The use of our search engine is straightforward. There are two main parts--the indexer and querier--although most users will probably only interact with the querier.
-
Indexer: First make sure you have three plain text files: titles.txt, words.txt, and docs.txt. You should also have a corpus stored in an XML file. To use the indexer, run the "main" method in the Indexing object within the Indexer file. The arguments to main, all in absolute filepath form, should be in the following order: the corpus file, titles.txt, words.txt, and docs.txt. Indexing will fill the three text files with the information needed to run queries.
-
Querier: To run querier, run the main method in Query object within the QueryStencil file. The arguments should be in the following order:
--pagerank
, followed by the absolute paths to titles.txt, docs.txt, and words.txt.--pagerank
should only be included if you want the querier to consider the rank of the corpus pages. The query should result in up to 10 results, a list of pages in order of relevance to the query.

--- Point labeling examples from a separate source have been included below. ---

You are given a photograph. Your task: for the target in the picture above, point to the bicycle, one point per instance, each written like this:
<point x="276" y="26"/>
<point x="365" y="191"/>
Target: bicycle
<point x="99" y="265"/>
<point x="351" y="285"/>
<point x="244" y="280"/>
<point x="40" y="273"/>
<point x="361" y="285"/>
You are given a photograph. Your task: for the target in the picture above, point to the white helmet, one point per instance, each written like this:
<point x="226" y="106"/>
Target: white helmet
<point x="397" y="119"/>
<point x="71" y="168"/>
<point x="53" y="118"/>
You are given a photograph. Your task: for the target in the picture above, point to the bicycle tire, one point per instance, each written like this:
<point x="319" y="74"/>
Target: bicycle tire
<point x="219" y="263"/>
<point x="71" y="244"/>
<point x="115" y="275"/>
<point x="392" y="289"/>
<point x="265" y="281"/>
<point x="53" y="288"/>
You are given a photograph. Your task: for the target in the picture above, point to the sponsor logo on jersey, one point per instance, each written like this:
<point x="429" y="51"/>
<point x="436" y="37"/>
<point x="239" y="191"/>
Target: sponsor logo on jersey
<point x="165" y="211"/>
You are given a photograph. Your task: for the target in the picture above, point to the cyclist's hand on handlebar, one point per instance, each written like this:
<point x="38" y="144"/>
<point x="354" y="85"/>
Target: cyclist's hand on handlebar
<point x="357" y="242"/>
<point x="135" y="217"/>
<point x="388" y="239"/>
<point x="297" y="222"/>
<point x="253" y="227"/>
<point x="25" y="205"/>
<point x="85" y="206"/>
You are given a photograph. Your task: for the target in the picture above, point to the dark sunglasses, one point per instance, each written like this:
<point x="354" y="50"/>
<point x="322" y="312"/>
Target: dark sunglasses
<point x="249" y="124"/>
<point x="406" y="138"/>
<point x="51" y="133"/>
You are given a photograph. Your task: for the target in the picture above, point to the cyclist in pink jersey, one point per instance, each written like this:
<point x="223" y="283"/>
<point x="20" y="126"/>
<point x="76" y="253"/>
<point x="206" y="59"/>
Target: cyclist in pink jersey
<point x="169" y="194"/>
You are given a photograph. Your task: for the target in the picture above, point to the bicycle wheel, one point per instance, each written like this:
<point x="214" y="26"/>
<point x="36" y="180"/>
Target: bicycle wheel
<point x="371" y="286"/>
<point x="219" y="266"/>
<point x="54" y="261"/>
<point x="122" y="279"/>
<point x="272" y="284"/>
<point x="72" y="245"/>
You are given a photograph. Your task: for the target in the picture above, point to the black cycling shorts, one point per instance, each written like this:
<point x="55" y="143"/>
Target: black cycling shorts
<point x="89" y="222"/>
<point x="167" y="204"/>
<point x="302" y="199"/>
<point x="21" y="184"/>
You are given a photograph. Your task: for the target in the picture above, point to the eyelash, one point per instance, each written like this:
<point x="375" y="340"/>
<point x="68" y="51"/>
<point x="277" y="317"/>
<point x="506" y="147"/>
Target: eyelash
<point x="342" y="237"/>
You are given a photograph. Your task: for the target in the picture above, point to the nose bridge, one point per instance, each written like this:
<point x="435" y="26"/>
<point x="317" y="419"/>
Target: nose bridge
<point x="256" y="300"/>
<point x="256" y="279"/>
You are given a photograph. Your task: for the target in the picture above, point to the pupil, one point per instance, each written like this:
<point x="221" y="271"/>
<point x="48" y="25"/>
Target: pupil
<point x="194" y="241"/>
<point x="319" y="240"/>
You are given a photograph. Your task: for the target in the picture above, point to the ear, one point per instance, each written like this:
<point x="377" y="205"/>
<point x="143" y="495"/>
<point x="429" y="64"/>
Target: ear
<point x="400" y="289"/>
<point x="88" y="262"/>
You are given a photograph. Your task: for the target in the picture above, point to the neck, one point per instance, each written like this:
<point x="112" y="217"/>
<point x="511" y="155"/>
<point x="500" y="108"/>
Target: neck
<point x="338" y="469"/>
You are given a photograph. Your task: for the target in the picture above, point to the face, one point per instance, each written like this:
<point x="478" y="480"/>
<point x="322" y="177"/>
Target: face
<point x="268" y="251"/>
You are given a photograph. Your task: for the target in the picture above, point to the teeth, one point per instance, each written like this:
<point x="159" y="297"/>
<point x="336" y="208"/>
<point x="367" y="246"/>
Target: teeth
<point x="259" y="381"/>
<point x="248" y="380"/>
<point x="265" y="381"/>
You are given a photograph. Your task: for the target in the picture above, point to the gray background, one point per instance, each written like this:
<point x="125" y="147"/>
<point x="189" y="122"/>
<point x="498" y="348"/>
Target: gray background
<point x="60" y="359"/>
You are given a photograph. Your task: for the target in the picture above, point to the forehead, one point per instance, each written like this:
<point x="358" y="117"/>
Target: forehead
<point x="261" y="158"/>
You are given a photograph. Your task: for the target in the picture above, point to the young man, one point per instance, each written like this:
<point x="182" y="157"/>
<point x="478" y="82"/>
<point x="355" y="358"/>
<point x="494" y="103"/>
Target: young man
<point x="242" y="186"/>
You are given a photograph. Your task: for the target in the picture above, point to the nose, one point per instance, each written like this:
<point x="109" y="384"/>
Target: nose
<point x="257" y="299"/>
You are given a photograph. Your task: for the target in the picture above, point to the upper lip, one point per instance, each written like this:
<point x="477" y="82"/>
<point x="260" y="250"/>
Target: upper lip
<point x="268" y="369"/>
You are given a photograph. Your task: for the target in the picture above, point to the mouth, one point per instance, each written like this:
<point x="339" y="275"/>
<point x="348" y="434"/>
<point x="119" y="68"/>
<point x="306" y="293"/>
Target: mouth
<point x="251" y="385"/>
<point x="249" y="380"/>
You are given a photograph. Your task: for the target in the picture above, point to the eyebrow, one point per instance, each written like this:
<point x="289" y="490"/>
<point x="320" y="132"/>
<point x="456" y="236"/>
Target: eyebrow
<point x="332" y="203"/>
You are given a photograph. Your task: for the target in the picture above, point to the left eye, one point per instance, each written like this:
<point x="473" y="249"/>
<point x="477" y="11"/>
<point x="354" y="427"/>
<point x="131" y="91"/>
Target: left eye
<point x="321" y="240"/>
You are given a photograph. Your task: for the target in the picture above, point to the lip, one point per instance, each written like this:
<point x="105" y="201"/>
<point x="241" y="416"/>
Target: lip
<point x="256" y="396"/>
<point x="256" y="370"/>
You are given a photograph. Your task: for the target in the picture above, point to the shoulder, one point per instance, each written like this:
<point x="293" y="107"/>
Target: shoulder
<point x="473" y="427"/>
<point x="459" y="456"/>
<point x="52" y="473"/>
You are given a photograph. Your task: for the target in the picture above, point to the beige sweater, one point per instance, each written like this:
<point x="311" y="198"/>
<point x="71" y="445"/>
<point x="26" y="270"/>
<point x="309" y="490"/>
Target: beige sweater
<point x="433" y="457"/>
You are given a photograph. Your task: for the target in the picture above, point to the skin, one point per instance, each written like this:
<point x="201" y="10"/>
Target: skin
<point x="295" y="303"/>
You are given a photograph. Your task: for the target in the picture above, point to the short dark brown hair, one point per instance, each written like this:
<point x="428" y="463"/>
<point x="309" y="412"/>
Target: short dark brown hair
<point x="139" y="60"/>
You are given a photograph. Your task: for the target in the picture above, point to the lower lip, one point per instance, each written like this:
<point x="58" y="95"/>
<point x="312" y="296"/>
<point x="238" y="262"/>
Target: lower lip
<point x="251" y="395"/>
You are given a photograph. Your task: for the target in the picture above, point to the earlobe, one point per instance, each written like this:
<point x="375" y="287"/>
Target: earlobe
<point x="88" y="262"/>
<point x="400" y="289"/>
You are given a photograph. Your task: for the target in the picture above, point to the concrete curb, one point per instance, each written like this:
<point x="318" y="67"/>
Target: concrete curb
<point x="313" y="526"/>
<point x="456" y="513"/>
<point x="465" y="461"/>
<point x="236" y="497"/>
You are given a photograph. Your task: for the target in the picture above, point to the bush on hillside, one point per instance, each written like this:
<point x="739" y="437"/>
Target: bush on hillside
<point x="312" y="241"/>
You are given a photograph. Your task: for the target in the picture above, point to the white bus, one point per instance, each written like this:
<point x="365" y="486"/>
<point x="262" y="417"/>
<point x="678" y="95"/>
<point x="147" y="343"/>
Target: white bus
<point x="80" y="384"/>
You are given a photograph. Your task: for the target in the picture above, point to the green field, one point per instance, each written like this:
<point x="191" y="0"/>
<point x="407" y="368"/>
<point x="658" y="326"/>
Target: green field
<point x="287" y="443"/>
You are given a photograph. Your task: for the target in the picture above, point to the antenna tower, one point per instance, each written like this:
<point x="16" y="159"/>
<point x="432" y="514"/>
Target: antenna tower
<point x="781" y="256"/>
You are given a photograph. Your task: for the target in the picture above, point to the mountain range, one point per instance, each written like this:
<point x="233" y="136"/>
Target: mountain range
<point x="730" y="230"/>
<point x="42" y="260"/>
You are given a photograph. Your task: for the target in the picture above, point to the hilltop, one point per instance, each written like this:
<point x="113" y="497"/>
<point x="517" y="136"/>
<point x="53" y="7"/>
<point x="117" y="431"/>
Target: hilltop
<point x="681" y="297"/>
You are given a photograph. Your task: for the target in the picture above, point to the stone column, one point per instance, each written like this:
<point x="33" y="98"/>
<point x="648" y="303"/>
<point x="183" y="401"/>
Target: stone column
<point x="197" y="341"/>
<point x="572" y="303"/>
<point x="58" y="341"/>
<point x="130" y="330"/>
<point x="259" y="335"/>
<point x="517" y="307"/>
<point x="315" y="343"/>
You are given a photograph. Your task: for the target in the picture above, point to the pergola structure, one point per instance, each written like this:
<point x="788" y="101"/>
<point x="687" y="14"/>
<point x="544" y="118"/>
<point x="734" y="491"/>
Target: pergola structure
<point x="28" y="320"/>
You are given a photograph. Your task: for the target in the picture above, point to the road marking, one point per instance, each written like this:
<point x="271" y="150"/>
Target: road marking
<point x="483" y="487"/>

Our program consists of two separate parts: the indexer and querier. The indexer is run before any queries, and extracts information from the corpus to make querying faster and more effective.
-
Indexer: The indexer removes stop words and stems all remaining words to ensure that only relevant terms are left over for the querier. The indexer then writes to three text files: titles.txt, words.txt, and docs.txt.
Titles.txt contains a list of the ids of all pages in the corpus with the corresponding titles. Words.txt contains all words found in the corpus, with the number of times each word appears in each document. Docs.txt contains the maximum word count of each page as well as the page's rank.
-
Querier: The querier reads from the three text files and records their data in several hashmaps. The querier takes in a string from the user, and splits it into separate terms, removing stop words and stemming. It then computes the relevance of each page in the corpus to each term in the query, using an algorithm based on the number of times each term appears in each page. It then combines this relevance score with each page's rank to compute its overall score.
The querier records each page's overall score in a hashmap and prints a list of the top ten scoring pages to the user. If there are fewer than 10 relevant pages, the querier prints fewer. If there are none, the querier prints "No results, sorry!"
The only "bug" we know of is that that our Indexer does not process BigWiki in under 1 gigabyte of space(we think, we're not entirely certain if we allocated our Indexer enough space). No additional features.
To test our program, we created several artifical wiki files.
-
PageRankWiki: this file is in the src folder, and we ran the Indexer on this file to test if pageRank worked correctly, assigning document 100 a high score and the rest very small scores.
-
Test1Wiki: this file also tested pageRank. It is just three docs which all link to each other (cyclically), and as a result they all have essentially the same score
-
Test2Wiki: this file tested our relevance scoring in the Querier. After indexing this file, and searching the query "jazz", the results should be "most", "second most", "third most", least.
-
Test3Wiki: The same as PageRankWiki, but in this case 7 links to itself many times. This should not change a thing in the calculation of ranks, and it doesn't.
-
Test4Wiki: this file tested our handling of the words in links. It has the same words as Test2Wiki, but some of them are in pipe links, and some in normal links. This does not change the relevance scoring.